TwweeT en de kleine dingen

vrijdag, oktober 17, 2003

Rood
Zes rode bekertjes staan er nu op mijn bureau. Ik moet de zes bekertjes en hun inhoud redden. Ze waren in gevaar, ze moesten dringend in veiligheid gebracht worden. Bij mij is het veilig. Dat vond H. toch. Hij bracht zijn kostbare bezittingen één voor één naar mij. Of ik er wilde op passen tot de storm geluwd is?
Natuurlijk wilde ik dat. Bij mij stormt het niet. Ik ben zowat de enige persoon hier die ontsnapt aan de wind en het water.

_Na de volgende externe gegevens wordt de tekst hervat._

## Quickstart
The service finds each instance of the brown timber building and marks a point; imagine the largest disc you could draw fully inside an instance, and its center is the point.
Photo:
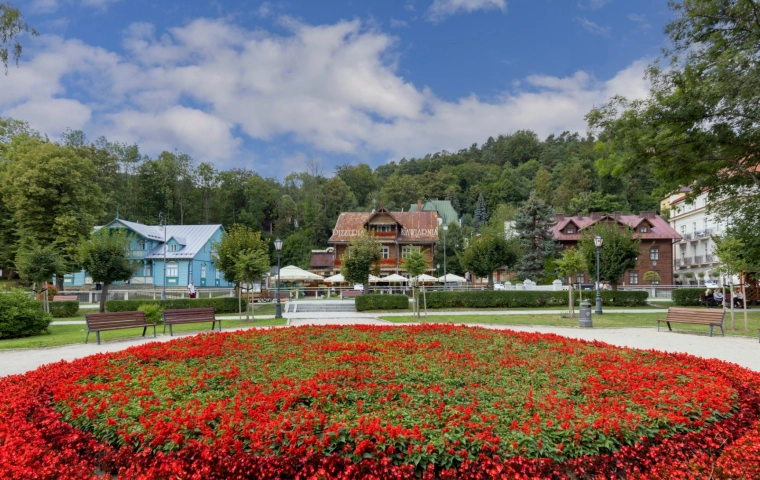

Toen H. me zijn bekertjes bracht, was de schade eigenlijk al niet meer te overzien. Het was duidelijk dat zijn allerdierbaarste bezit de storm niet zou overleven. Het was redden wat er te redden viel. Voorzichtig knipte hij scheuten van zijn plant. De plant die voorheen een groen gordijn had gevormd: de takken en blaadjes stortten zich van boven op de kast tot op de grond en kronkelden daar nog twee meter verder. De plant zou de storm niet overleven. H. deponeerde de scheuten in rode bekertjes, gevuld met water. Daarvoor moet ik nu zorgen, tot iedereen hier verhuisd is, geen kasten meer versjouwd moeten worden en het gevloek opgehouden is.
Wanneer de scheuten wortels krijgen, dan mogen ze aan een nieuw leven beginnen, op de nieuwe plek van H.